Closed tuliom closed 2 years ago
On libnxz we return Z_ERRNO
in three points, all of them in nx_inflate.c
.
https://github.com/libnxz/power-gzip/blob/develop/lib/nx_inflate.c#L1280-L1291
if (ticks_total > (timeout_pgfaults * nx_get_freq())) {
/* TODO what to do when page faults are too many?
* Kernel MM would have killed the process. */
prt_err("Cannot make progress; too many page");
prt_err(" faults cc= %d\n", cc);
rc = Z_ERRNO;
goto err5;
}
In this next one we could change to Z_DATA_ERROR
.
https://github.com/libnxz/power-gzip/blob/develop/lib/nx_inflate.c#L1316
if (!csb_ce_termination(nx_ce) &&
csb_ce_partial_completion(nx_ce)) {
/* check CPB for more information
spbc and tpbc are valid */
sfbt = getnn(cmdp->cpb, out_sfbt); /* Table 6-4 */
subc = getnn(cmdp->cpb, out_subc); /* Table 6-4 */
spbc = get32(cmdp->cpb, out_spbc_decomp);
tpbc = get32(cmdp->crb.csb, tpbc);
ASSERT(target_sz >= tpbc);
goto ok_cc3; /* not an error */
}
else {
/* History length error when CE(1)=1 CE(0)=0.
We have a bug */
rc = Z_ERRNO;
prt_err("history length error cc= %d\n", cc);
goto err5;
}
https://github.com/libnxz/power-gzip/blob/develop/lib/nx_inflate.c#L1363
default:
prt_err("error: cc = %u, cc = 0x%x\n", cc, cc);
char* csb = (char*) (&cmdp->crb.csb);
for(int i = 0; i < 4; i++) /* dump first 32 bits of csb */
prt_err("CSB: 0x %02x %02x %02x %02x\n", csb[0], csb[1], csb[2], csb[3]);
rc = Z_ERRNO;
goto err5;
Neither of these cases seems to be related with an errno
error from POSIX. However there is no return code for a generic error. Also we cannot follow zlib.h
here as it will never return Z_ERRNO
on a inflate.
I can see two actions that we could do to help here.
Z_ERRNO
and why errno
is not set.
Do you have any suggestions?I am at a loss here. Can we set errno to EIO perhaps?
IMHO returning an imprecise code is worst than not at all.

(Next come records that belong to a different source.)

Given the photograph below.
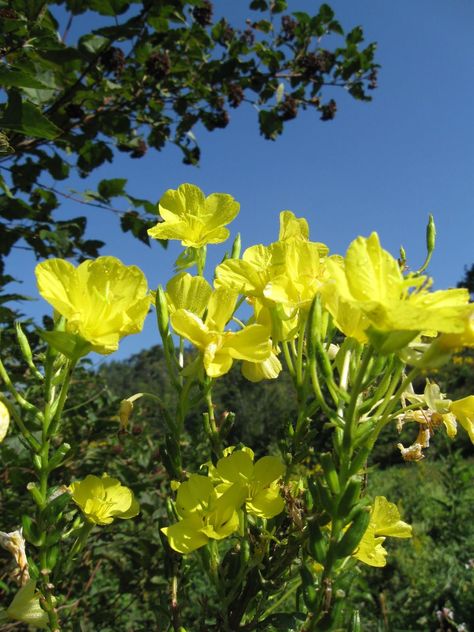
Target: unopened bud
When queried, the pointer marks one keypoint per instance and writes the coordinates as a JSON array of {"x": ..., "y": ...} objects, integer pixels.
[{"x": 125, "y": 411}]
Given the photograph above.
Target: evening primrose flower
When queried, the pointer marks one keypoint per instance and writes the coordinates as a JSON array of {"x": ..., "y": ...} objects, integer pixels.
[
  {"x": 203, "y": 514},
  {"x": 194, "y": 219},
  {"x": 369, "y": 284},
  {"x": 103, "y": 499},
  {"x": 260, "y": 480},
  {"x": 102, "y": 300},
  {"x": 26, "y": 608},
  {"x": 384, "y": 522},
  {"x": 220, "y": 348},
  {"x": 4, "y": 421},
  {"x": 185, "y": 291}
]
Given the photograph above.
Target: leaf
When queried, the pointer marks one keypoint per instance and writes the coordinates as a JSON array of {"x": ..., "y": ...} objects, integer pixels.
[
  {"x": 27, "y": 119},
  {"x": 12, "y": 77},
  {"x": 271, "y": 125},
  {"x": 111, "y": 188}
]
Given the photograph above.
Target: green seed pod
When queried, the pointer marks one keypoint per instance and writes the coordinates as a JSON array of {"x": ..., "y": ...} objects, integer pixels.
[
  {"x": 26, "y": 350},
  {"x": 317, "y": 545},
  {"x": 324, "y": 362},
  {"x": 314, "y": 326},
  {"x": 330, "y": 473},
  {"x": 355, "y": 622},
  {"x": 310, "y": 593},
  {"x": 236, "y": 247},
  {"x": 162, "y": 312},
  {"x": 359, "y": 461},
  {"x": 245, "y": 552},
  {"x": 58, "y": 457},
  {"x": 430, "y": 235},
  {"x": 351, "y": 538},
  {"x": 349, "y": 497},
  {"x": 52, "y": 556}
]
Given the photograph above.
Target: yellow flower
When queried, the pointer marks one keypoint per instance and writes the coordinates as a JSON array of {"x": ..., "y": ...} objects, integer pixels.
[
  {"x": 26, "y": 608},
  {"x": 203, "y": 514},
  {"x": 368, "y": 289},
  {"x": 193, "y": 219},
  {"x": 260, "y": 480},
  {"x": 102, "y": 300},
  {"x": 184, "y": 291},
  {"x": 4, "y": 421},
  {"x": 384, "y": 521},
  {"x": 220, "y": 348},
  {"x": 103, "y": 499},
  {"x": 463, "y": 339}
]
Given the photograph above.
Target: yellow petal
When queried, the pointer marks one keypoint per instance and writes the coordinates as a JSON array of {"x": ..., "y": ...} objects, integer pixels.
[
  {"x": 191, "y": 327},
  {"x": 463, "y": 409},
  {"x": 184, "y": 291},
  {"x": 250, "y": 343}
]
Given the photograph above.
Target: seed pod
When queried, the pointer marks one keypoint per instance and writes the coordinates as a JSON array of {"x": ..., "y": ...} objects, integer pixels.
[
  {"x": 314, "y": 326},
  {"x": 330, "y": 473},
  {"x": 349, "y": 497},
  {"x": 162, "y": 312},
  {"x": 351, "y": 538},
  {"x": 236, "y": 247},
  {"x": 52, "y": 556},
  {"x": 317, "y": 545},
  {"x": 309, "y": 589}
]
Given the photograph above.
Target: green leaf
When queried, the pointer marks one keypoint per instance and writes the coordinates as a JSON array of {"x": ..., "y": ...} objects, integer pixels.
[
  {"x": 25, "y": 118},
  {"x": 112, "y": 188},
  {"x": 12, "y": 77}
]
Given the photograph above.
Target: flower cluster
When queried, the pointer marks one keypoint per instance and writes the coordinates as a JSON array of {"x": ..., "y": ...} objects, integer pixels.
[{"x": 210, "y": 507}]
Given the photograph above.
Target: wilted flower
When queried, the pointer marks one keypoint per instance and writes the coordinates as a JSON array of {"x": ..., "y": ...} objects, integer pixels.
[
  {"x": 194, "y": 219},
  {"x": 14, "y": 542},
  {"x": 103, "y": 499},
  {"x": 102, "y": 300}
]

Do you mean EIO is an imprecise code? The nearest thing that I can see in /usr/include/asm-generic/errno-base.h is EIO and ENOMEM. ENOMEM looks to be fitting the first scenario you have above.
I agree the second case should return Z_DATA_ERROR
instead of Z_ERRNO
. And we could probably return Z_MEM_ERROR
in the first one.
For the third one, Z_ERRNO
with EIO
looks like the closest thing we've got. But @lucmaga has a good point that per zlib and the standard inflate
does not return Z_ERRNO
. Since one use case for libnxz is to replace zlib, I'm afraid we can break existing apps if we keep returning that value or even introduce a new one.
Is the third situation recoverable? i.e. is there a way we can handle that error inside inflate
without having to return?
Do you mean EIO is an imprecise code?
@abalib I did, but having a second thought it's indeed the closest thing. Returning EIO plus adding an entry on the documentation with the explanation will be clear enough.
I'm afraid we can break existing apps if we keep returning that value or even introduce a new one.
I don't have a strong opinion here. I need to understand better this section of the code before everything. Thinking this is a issue that will occur too rarely we could keep the Z_ERRNO. I suspect that most codes using inflate uses a switch case with a default action.
OK. Here is another way of thinking. The first case is when there are too many page faults. It is an administrative problem. If the user does not have enough memory then he should add more memory. Therefore, make timeout_pgfaults infinite and be done with it, meaning the code will spin and never return. Haren also said something to that effect a while back. We're not going to pretend to be OOM killers.
Second and third ones are like assertions I believe --bug in the software or hardware. They should never happen. Z_DATA_ERROR may be good enough
Any thoughts?
OK. Here is another way of thinking. The first case is when there are too many page faults. It is an administrative problem. If the user does not have enough memory then he should add more memory. Therefore, make timeout_pgfaults infinite and be done with it, meaning the code will spin and never return. Haren also said something to that effect a while back. We're not going to pretend to be OOM killers.
Let me embellish this a bit. Do not change timeout period. Just eliminate the goto err5 statement. The net result is the same as my first quoted statement but the condition is logged and we can see that it's happening
I will try implement your suggestion @abalib. Thanks for the help!
In zlib, errno is expected to be set when Z_ERRNO is returned. But that is not happening for all scenarios in inflate.